Preparava-me para tomar o meu lugar na cabine da Berliet, ao lado do capelão, quando me lembrei de uma coisa importante:

— Esperem dois a três minutos. Tenho de ir rapidamente à cantina. Quase me esquecia do mais importante...

— Olha que são quase seis horas, Ulisses. Se queres cumprir o teu horário, tens de te despachar.

— Não se preocupe, capelão. Vai ser rápido. Daqui a pouco já estamos a rolar.

Afastei-me rapidamente e chamei o moço responsável pela cantina do destacamento:

— Anda daí comigo. Vamos lá dentro, à cantina. Esqueci-me de uma coisa muito importante.

Quando regressei, estava o médico sentado, ao lado do condutor, e o capelão atrás, sentado num caixote, juntamente com os três soldados que vieram na Berliet.

— Como é? Vocês trocaram de lugares? O capelão vai aí atrás, no sítio da carga?

— Anda lá. Levas aí o médico, a teu lado. Ajuda-lo com a máquina fotográfica. Vocês não querem tirar fotografias durante o regresso?

— Querer, queremos, capelão. Mas aí não vai bem...

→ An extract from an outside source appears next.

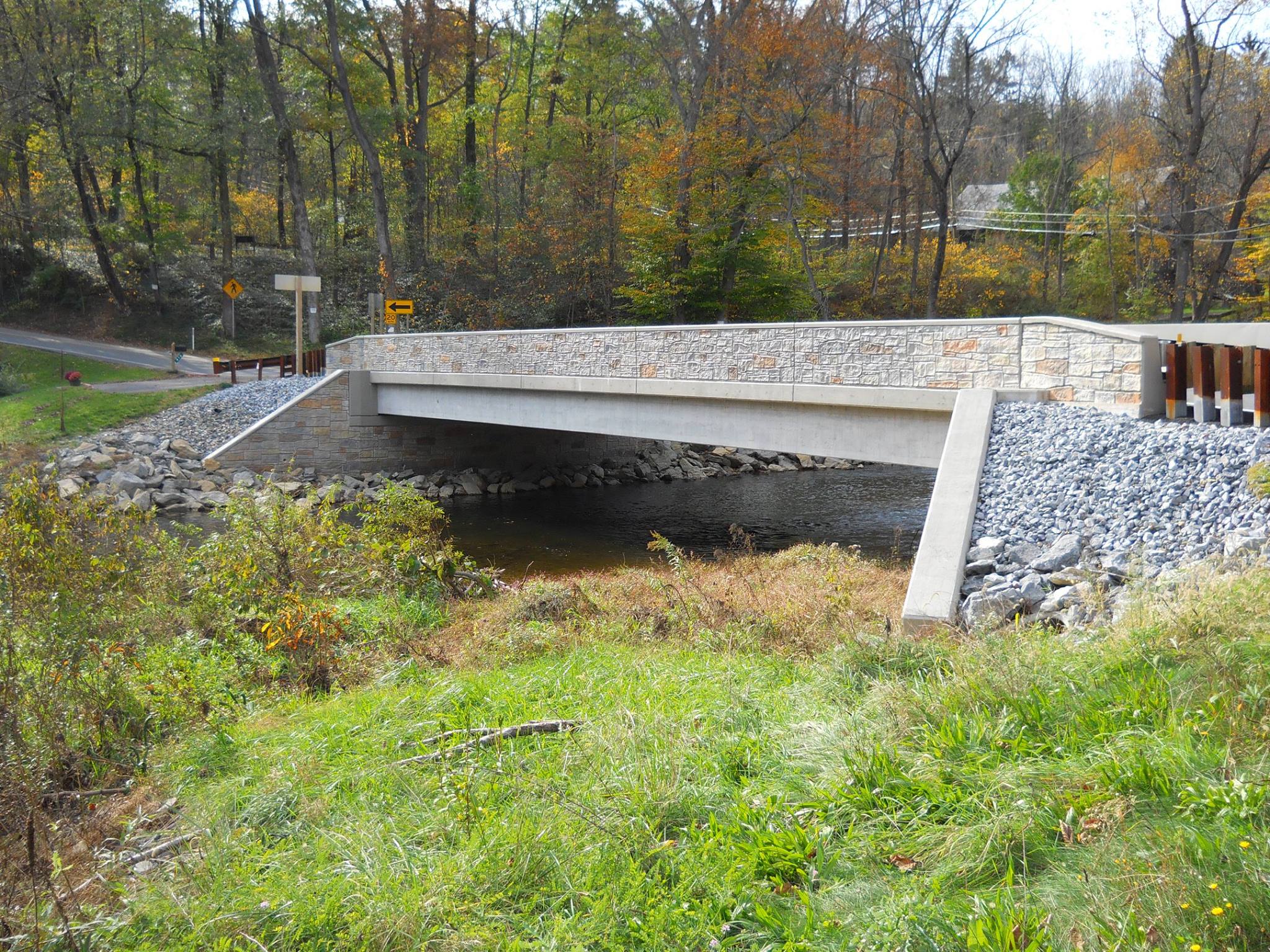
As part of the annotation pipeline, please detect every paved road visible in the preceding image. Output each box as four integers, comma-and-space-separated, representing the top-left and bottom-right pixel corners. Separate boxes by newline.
0, 327, 212, 382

— Não vou bem? Vou mesmo atrás de ti. Se os soldados conseguem andar aqui, sentados na caixa em cima de caixotes, também eu consigo.

— Anda lá, Ulisses. O capelão tem razão. Está na hora de arrancarmos.

Passavam dois a três minutos das seis quando deixámos para trás a tabuleta com a ementa habitual do destacamento. Ainda não tínhamos acabado de percorrer a avenida ladeada pelas frondosas mangueiras e já o capelão começava a procurar recolher alguma fruta, obrigando-me a olhar para trás.

— O que é que tu foste fazer à cantina, Ulisses? Até parecia que estavas a esquecer-te de...

— De algo gravíssimo, capelão. De gravíssima importância!

— Gravíssima?!

— Sim, capelão. Gravíssimo, fundamental, essencial e outras coisas em –al, como vital.

— Não estarás a exagerar, Ulisses?

— De modo nenhum, capelão.

— Então o quê? Que raio foste fazer à cantina?

— Comprar tabaco.

— Tabaco?

— Sim, capelão. Tabaco.

— Mas tu também fumas? Imaginava-te mais ajuizado...

— Não é para mim, capelão. Eu só fumo de vez em quando. É raríssimo.

— Então para que raio foste tu comprar tabaco?

— Trago os bolsos do camuflado cheios de maços de tabaco, mas não é para mim.

— Não é para ti? Então para quem? Para o teu pessoal?

— Também para eles, quando me pedem. Mas não é para eles. Vão ser precisos para a viagem...

— Para a viagem? Não te estou a entender...

— Não tem importância, capelão. Não está a perceber agora, mas lá mais para diante já vai perceber. Agora, vamos antes apreciar a viagem. Não me faça voltar para trás, que tenho de ir atento à picada. Quando não, ainda sou capaz de enjoar. Apreciemos a paisagem, que o sol já nos alumia há um bom pedaço. Já nos aquece e dá cor a tudo. Vamos ter uma viagem cheia de pitoresco. — continuei, voltando-me agora para o médico, mas continuando a falar em voz alta, para o capelão ouvir. — Deixem passar a região do Suaicomba e vão ver como tudo muda. Aqui é tudo monótono. Mas quando chegarmos à região da Quimabaca, acabam-se as monotonias. E tu, Graça Marques, prepara-te, que vais tirar boas fotos na minha companhia.

— Com a viatura em andamento, Ulisses?

— Em andamento e também parada. Não te preocupes, que eu digo-te o que tens de fazer.